Diagnostic Radiology
Inflammatory bowel conditions Both barium studies and ultrasound have a useful role to play in the management of patients with inflammatory bowel disease. Diagnosis is generally made with conventional barium X-ray studies, while ultrasound may be used to monitor disease and identify extraluminal complications of the disease. Crohn’s disease is a common cause of inflammation affecting the small bowel and particularly the terminal ileum. It usually presents with pain, diarrhoea and weight loss. The terminal ileum/ileocaecal junction is involved in the majority of cases, and thickened, hypoechoic bowel wall can often be demonstrated in this area.
Ultrasound may be used to identify complications of Crohn’s disease, screen patients at risk, and monitor patients for recurrence of disease following surgery. Crohn’s disease affects the entire thickness of the bowel wall, and one of the common complications is that of intramural abscesses. These can sometimes be seen within the thickened wall as gas-containing, highly echogenic areas. When large, they may perforate, resulting in an ill-defined collection of pus, which may be drained percutaneously.
Fistulae are another complication of Crohn’s, and are easier to demonstrate with contrast radiography. Ulcerative colitis affects the mucosa, rather than the whole wall. On ultrasound it produces a thickened, stratified hypoechoic wall, unlike Crohn’s, in which the entire thickness of the wall is affected. A wall thickness greater than 3 mm is considered abnormal. Like Crohn’s, small ulcer craters within the wall of the colon in ulcerative colitis may appear as hyperechoic gas-filled foci. Inflammatory bowel diseases increase the perfusion of the intestine, decreasing vascular resistance.

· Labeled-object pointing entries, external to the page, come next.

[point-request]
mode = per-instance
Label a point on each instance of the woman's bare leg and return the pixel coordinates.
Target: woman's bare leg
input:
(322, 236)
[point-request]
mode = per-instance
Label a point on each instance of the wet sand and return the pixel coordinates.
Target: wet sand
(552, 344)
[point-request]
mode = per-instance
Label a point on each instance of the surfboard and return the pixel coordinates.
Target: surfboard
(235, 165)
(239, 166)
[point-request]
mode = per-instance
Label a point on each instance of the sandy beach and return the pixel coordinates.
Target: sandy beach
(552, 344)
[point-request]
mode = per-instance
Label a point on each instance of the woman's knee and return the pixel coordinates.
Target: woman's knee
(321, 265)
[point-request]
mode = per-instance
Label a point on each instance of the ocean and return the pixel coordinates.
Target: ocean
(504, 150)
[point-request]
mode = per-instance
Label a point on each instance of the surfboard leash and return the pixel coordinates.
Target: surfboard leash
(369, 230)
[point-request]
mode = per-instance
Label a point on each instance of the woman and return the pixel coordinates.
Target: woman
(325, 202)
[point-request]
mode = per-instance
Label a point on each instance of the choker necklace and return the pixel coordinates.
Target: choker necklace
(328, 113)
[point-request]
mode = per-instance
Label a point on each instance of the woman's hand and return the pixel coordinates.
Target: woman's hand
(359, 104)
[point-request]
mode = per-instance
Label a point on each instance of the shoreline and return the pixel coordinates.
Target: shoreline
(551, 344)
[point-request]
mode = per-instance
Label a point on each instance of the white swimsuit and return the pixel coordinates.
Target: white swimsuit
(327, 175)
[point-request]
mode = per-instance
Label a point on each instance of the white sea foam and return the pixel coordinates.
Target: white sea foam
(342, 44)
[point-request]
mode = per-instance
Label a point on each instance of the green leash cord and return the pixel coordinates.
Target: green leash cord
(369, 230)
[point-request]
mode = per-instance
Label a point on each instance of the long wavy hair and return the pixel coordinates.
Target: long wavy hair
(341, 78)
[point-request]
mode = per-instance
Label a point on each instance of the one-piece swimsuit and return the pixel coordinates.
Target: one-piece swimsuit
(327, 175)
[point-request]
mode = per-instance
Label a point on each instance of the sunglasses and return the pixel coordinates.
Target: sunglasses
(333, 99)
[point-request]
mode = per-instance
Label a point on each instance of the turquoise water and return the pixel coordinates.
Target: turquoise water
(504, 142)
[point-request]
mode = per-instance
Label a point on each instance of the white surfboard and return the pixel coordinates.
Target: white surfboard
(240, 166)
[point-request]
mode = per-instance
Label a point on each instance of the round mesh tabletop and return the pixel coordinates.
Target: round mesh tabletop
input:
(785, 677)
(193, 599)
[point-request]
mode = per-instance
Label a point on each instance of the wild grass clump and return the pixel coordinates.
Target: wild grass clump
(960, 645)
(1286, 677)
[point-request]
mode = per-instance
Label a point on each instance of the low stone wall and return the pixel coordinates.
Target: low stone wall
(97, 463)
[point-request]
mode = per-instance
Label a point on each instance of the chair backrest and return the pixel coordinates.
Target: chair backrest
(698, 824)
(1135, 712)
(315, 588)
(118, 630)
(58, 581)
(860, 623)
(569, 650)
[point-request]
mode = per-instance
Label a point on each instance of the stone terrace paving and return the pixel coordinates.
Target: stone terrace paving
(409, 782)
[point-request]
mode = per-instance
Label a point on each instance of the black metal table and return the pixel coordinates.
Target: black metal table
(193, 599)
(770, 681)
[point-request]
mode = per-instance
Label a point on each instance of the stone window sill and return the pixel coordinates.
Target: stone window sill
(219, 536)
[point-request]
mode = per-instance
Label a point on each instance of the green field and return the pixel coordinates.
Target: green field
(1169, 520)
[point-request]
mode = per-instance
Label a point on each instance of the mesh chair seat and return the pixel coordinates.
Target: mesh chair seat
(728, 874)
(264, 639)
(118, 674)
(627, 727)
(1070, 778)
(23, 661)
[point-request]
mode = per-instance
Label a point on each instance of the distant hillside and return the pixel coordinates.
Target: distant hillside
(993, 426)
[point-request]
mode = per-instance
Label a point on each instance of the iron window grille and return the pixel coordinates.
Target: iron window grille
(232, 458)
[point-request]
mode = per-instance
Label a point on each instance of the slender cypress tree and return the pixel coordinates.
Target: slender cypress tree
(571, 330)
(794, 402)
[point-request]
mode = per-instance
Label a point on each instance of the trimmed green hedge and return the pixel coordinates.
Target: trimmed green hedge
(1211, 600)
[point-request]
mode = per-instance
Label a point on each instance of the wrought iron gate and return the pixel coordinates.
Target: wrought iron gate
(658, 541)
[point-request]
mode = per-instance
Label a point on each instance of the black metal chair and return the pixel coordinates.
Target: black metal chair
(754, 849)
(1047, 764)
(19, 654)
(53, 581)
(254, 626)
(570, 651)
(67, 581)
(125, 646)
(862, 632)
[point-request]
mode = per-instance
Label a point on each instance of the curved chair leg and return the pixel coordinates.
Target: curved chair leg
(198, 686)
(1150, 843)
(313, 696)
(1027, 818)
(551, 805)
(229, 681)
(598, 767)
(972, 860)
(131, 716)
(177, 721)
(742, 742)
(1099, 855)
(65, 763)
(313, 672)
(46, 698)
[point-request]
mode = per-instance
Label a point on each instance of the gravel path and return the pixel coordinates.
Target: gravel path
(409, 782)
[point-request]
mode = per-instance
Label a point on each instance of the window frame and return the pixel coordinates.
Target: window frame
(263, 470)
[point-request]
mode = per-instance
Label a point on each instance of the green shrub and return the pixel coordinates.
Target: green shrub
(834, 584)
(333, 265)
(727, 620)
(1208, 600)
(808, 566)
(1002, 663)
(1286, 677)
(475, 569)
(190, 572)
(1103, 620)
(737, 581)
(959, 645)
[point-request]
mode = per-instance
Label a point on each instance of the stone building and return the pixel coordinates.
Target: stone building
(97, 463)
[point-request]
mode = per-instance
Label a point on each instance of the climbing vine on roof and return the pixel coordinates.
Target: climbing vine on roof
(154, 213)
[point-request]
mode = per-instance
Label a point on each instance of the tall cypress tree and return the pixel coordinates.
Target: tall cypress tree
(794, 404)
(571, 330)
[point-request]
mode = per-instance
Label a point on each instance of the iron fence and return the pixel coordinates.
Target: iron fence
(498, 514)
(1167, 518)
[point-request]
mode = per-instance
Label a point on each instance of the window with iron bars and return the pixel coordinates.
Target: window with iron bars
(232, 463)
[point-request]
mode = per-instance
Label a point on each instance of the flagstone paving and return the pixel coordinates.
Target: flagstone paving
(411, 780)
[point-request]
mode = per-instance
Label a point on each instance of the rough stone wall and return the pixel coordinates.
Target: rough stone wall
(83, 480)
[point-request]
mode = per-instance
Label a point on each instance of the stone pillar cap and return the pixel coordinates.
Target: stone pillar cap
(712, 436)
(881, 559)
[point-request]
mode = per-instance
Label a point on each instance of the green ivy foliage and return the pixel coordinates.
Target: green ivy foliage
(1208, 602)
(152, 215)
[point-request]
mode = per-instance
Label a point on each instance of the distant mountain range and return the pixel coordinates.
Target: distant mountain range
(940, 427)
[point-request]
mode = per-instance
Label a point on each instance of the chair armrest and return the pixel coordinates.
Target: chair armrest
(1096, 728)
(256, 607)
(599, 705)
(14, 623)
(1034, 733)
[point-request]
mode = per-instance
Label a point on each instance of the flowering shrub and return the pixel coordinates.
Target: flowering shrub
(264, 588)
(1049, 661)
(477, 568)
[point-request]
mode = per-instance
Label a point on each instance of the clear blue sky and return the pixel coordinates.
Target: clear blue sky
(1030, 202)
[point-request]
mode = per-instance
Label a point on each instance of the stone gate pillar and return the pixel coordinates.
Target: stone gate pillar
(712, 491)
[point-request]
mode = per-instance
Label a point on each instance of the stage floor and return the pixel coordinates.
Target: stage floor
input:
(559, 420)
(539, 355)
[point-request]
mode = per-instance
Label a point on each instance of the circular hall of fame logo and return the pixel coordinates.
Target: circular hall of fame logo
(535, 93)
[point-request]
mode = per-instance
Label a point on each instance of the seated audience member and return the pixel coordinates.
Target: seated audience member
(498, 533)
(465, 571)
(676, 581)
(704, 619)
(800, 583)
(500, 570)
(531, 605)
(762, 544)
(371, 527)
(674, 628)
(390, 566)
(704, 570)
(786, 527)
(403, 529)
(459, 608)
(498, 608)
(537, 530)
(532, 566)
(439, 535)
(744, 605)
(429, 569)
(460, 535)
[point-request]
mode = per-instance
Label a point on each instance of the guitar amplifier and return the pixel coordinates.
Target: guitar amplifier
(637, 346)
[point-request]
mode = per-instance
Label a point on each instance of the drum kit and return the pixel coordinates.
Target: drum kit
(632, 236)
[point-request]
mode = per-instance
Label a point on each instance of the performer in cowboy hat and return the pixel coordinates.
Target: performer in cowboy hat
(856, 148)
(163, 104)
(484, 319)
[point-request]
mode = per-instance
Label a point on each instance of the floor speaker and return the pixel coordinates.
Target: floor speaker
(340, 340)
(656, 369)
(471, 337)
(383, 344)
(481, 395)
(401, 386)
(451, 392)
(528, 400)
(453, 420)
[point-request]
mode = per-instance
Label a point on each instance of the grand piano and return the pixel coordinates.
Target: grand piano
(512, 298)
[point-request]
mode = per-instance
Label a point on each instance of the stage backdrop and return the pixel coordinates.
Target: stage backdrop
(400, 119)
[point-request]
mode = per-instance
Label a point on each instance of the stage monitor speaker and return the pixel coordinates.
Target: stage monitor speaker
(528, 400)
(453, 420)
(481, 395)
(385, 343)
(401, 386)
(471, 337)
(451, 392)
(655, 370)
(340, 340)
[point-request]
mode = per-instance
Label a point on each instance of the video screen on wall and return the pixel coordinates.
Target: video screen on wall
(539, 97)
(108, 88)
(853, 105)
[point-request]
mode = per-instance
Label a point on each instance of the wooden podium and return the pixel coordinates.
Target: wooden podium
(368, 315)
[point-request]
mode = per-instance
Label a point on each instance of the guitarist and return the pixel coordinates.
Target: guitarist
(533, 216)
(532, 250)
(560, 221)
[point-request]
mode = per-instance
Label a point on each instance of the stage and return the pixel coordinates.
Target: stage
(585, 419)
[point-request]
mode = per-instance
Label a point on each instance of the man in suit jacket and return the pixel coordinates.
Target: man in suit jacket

Hypervascularized bowel wall has been identified in both Crohn’s and ulcerative colitis24 compared with normal subjects. Doppler of the SMA has revealed an increase in flow velocities (both peak systolic and end diastolic) and a decrease in resistance index in numerous types of pathological bowel, including Crohn’s. However the lack of specificity limits its use in clinical work. Changes in resistance index have been found to be related to the activity of Crohn’s disease, which could prove valuable in monitoring patients with known disease.
Diverticulitis may also be recognized on ultrasound as outpouchings from the bowel wall, most commonly affecting the sigmoid colon. Perforation of a diverticulum may give rise to a diverticular abscess, although the presence of air makes ultrasound limited in its evaluation of this condition.